WHATEVER!/ Peso-dollar, Dollar-peso
By YOLLY Z. SOTELO
WHO is benefiting from the strong peso? Surely not the Overseas Filipino Workers.
I find it funny, if not distressing, that OFWs who are credited with keeping the economy afloat, if not robust, with their regular remittances, hardly benefit from their assistance.
Case in point: My brother works abroad, sending dollars monthly to his family here. When he went to the US some years back, the dollar to peso exchange was 55 or 56, so a dollar can go a long way. My sister in law went back to college to study nursing, a profession that can earn more in the US than other professions. Then my three beautiful nieces are all in school, too.
Now, at 45 to 46 peso for every dollar, my sister in law has to stretch every dollar sent by my brother. I don’t know if he had increased the dollar he sends monthly, dollar does not fall from the tree even in the Land of the Free. Everyone has to make sacrifices.Then there’s my niece, my cousin’s daughter, who is being sent to a nursing school by a relative. The relative sends $100 monthly for my niece’s school expenses – tuition, daily fare, and all. My cousin, who earns minimal wage here, could not send the daughter to school and is dependent on the help of the relative for the daughter’s schooling. The current low dollar exchange is also hurting her.

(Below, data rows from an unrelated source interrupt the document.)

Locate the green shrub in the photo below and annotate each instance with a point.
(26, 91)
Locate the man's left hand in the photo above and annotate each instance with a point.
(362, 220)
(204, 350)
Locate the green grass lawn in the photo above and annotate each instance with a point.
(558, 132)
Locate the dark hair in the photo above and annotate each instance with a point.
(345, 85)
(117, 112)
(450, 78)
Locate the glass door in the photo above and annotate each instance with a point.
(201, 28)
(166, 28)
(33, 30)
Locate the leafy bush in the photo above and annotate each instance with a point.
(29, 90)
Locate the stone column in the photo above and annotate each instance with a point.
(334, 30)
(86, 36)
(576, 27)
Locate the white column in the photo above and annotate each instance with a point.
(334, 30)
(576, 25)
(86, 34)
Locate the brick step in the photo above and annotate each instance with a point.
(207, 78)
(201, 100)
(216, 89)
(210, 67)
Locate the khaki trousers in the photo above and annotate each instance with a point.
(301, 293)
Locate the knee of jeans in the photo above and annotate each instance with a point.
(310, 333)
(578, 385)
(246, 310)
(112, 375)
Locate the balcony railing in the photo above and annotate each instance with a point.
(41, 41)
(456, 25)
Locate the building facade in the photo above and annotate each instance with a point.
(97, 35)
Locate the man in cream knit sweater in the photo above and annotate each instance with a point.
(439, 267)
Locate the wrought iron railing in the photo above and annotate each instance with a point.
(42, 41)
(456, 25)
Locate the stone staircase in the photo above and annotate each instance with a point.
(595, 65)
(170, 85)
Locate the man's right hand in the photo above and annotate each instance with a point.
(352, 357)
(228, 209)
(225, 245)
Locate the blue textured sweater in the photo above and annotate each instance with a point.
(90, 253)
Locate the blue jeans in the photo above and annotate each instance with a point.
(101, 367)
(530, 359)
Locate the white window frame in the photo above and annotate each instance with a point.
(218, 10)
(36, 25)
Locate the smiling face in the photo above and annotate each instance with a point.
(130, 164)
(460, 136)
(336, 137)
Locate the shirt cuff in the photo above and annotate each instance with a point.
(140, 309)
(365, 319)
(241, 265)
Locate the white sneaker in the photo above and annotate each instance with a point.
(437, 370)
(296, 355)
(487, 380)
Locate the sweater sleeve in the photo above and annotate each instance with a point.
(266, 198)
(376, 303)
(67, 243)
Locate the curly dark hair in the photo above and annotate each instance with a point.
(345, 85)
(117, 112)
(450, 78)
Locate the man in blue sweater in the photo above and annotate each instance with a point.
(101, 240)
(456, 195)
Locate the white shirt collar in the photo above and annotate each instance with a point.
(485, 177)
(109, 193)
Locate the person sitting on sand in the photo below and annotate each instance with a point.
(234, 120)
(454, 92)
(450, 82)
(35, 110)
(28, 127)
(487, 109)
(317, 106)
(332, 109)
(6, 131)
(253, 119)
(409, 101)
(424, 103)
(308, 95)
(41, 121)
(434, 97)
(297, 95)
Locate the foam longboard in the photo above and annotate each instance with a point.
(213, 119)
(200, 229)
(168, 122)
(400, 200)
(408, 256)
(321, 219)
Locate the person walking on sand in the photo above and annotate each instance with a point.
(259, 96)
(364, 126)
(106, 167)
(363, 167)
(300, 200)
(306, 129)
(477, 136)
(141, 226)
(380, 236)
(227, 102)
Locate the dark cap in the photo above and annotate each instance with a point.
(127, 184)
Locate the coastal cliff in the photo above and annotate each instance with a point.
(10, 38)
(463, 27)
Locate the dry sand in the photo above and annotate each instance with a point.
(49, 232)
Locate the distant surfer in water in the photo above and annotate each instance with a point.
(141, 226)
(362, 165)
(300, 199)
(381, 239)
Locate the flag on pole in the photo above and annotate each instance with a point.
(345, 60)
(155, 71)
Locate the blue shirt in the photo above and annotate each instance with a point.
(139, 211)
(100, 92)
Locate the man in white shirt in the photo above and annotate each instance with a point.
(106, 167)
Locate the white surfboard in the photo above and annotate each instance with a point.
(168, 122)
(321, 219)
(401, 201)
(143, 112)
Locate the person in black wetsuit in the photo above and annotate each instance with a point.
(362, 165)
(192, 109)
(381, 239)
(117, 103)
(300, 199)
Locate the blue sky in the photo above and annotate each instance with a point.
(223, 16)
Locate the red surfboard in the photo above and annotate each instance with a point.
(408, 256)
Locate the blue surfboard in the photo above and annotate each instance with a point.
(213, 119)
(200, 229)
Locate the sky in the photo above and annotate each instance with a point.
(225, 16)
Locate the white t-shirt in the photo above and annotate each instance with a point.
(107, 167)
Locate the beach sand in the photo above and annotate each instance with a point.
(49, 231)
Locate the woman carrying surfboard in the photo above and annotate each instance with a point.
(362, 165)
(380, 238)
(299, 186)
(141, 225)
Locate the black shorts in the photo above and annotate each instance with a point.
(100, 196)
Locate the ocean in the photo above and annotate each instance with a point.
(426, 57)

Projects supported by international funding agencies are affected, too. For instance, a project proposed is based on the dollar exchange at the time the project was approved. A $100,000 project means the proponent has P5.5 million when the dollar-peso exchange was P55. Now its only P4.5 million. If the project is a feeding program, how many children will not be reached? If its reforestation, how many denuded forest will not be planted?
What’s funny is that while the dollar to peso goes down, the cost of everything goes up, except for technological gadgets like cellular phones, the cost of which goes down when they are no longer the top of the line or the latest style. Still, they are not within the means of the ordinary folk who make tiyaga on hand-me-down phones.
But yes, there’s something I should be thankful for – the telecommunications company, specifically the Digitel to which I subscribe since it started operations years back. It has not increased its monthly bill, or if it did, by a very minimal amount. It is maybe because of the stiff competition it faces from the mobile phone companies, and maybe because it has to pay less now to its foreign loan because of the low exchange rate.
Now that the government has to pay much less to its foreign lenders, there is more money left (supposedly) for programs and projects to uplift lives of the people. We hope that this is the scenario that will happen. The scenario that we dread: Most of the money saved go to the pockets of the corrupt politicians.